You are damn good in fixing potholes after some weeks of failing and learning. You are proud of yourself when you are driving to your old work on the fixed road (you still need a day job to afford to buy new asphalt and tools).
Most people just weren’t born for asphalt paving, no matter how hard they try.
Sometimes, wild passersby appear. They grab shovels and help a bit. You need to teach them and often check and fix their work but it’s a nice change and you are mostly glad for the help. However, most people just weren’t born for asphalt paving, no matter how hard they try. Or they have a very different opinion about paving.
Your road is the best in the city. Everyone loves you. The world is beautiful. A couple of drivers even toss a coin to you! It doesn’t help you to buy an excavator but a scoop of ice cream is very welcome after ten-hour shift in the heating sun.
However the most of interactions with the drivers represents shouting requests from the passing vehicles. An example: “I saw a pothole several kilometers back.
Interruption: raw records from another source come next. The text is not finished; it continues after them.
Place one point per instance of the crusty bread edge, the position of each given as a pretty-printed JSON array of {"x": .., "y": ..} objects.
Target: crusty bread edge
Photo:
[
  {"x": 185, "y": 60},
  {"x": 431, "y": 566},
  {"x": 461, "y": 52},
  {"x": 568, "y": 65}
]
My company has to pay too much money for new tires! Can you fix it?”. And then the same driver on the way home: “Ping @road_worker. What’s the progress?”.
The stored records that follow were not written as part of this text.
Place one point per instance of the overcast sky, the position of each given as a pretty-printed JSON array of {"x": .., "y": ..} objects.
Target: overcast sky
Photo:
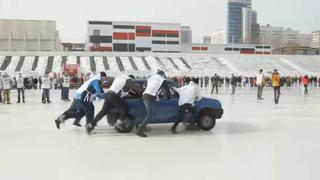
[{"x": 204, "y": 16}]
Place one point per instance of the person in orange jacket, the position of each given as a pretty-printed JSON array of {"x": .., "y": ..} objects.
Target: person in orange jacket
[
  {"x": 306, "y": 81},
  {"x": 276, "y": 84}
]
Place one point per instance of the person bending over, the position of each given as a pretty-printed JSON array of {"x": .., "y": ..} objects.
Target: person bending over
[
  {"x": 119, "y": 87},
  {"x": 187, "y": 96}
]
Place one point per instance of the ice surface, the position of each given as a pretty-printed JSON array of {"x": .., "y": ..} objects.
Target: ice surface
[{"x": 254, "y": 140}]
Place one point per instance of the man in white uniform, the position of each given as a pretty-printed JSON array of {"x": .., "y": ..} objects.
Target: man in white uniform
[
  {"x": 7, "y": 84},
  {"x": 121, "y": 85},
  {"x": 187, "y": 96},
  {"x": 260, "y": 84},
  {"x": 154, "y": 84},
  {"x": 20, "y": 88},
  {"x": 65, "y": 87},
  {"x": 46, "y": 86}
]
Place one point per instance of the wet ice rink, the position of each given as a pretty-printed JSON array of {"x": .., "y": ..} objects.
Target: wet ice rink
[{"x": 254, "y": 140}]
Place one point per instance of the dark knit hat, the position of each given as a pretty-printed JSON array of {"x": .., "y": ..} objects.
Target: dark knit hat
[{"x": 103, "y": 74}]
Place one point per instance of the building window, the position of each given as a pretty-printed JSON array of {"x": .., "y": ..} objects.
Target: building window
[
  {"x": 96, "y": 45},
  {"x": 96, "y": 32}
]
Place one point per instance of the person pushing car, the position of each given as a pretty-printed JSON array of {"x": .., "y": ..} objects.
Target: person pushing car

Does it sound absurd? Welcome to the world of open-source!
How can we ensure quality roads and not create voluntary slavery during the process?
Paid maps. Drivers would be able to use roads without changes, but they would pay road workers for access to maps. Then, the workers would be able to provide better services and they would be much happier and motivated.
The result: Navigation systems would be better and road would be safer and maintained. It means less overall expenses for drivers and companies because they would pay less for car maintenance and operation.
How would it work in practice?
The driver would pay at least a minimum map access fee. Then he would divide the paid fee among chosen road workers.
Where would be maps stored? Who would provide map management tools?
A new map platform. Drivers and workers would be able to use a part of their access fee to support the platform development and expenses.
What about side roads that only a couple of people use?
There are no main roads without side roads, no rivers without brooks and no projects without dependencies.
The most of money would probably receive the maintainers of the main roads — just because they are the most used and visible. However there are no main roads without side roads, no rivers without brooks and no projects without dependencies. That’s why the maintainers would have to divide the half of their income among other workers.
How does that all relate to the open-source development?
Imagine maps replaced by project documentation and tutorials. Imagine a library, tool or framework maintainer instead of the road worker. Imagine company employees instead of drivers. Imagine a new platform. OpenHope.